Since 1997 the club has experienced ups and downs but is now recognised throughout both London and the UK as a relatively successful club. 2008–09 saw the one of the most successful year for the club – both the Women's 4+ and the Men's 8+ qualified for Henley, with the men making it through to the Thursday after beating University of Reading "Easily". The Women's 8+ had a strong race at the Head, and the Men fielded 3 crews with the 1st 8 finishing 78th.

2011–12 was another good year for the club, particularly for the men's top boats. Starting with a top 12 finish in the international VIII's event Basel Head. Back in London, the club went on to dominate the intercollegiate Allom Cup, winning the cup itself (senior men's VIII's) and the senior and intermediate men's IV events. At The Head of the River Race 2012 the club finished 88th, a fairy good result considering several injuries within the squad.
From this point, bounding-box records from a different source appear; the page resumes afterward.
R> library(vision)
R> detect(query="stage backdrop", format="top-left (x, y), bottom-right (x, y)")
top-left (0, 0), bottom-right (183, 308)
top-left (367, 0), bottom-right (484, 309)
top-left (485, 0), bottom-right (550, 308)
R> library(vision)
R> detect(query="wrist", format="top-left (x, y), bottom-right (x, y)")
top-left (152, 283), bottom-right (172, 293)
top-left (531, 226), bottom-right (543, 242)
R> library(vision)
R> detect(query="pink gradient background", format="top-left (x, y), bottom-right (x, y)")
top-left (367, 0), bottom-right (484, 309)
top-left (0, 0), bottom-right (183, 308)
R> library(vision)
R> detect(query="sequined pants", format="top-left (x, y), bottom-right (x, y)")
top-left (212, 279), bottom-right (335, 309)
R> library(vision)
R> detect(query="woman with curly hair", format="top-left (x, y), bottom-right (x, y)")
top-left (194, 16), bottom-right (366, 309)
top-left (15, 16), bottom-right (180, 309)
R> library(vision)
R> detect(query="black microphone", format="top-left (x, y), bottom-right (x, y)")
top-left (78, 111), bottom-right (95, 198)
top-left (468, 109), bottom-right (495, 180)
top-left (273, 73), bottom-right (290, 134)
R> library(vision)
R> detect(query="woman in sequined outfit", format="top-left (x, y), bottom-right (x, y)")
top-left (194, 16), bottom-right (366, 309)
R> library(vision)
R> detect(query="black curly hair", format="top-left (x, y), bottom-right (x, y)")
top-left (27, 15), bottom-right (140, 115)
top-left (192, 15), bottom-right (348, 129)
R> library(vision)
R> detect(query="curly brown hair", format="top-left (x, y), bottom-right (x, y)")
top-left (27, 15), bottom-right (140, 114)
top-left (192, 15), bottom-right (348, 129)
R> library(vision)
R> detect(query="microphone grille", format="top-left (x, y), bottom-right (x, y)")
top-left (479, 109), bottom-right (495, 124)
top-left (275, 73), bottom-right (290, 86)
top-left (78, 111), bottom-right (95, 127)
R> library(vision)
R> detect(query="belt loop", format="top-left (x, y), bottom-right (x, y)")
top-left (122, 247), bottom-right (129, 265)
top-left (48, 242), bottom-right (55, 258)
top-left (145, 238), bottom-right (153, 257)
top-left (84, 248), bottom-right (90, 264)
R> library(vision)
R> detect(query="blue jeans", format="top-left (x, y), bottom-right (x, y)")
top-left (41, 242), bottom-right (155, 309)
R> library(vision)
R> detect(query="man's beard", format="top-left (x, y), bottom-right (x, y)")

At Henley Royal Regatta, the club qualified for the Temple Challenge Cup and made it through to Thursday after beating Cambridge University Lightweight Rowing Club.

Future prospects of the club

In recent years the Club has expressed its desire to both expand membership of the Bentham Boat Club (UCL alumni rowing club) and build a new dedicated boat house somewhere on the Tideway which could provide a dedicated alternative to the current facilities used by the club at the University of London Boat Club's boathouse at Chiswick. UCL Boat Club aims to continue improving and rise to the top of the pile of both student rowing in London, and UCL sports clubs.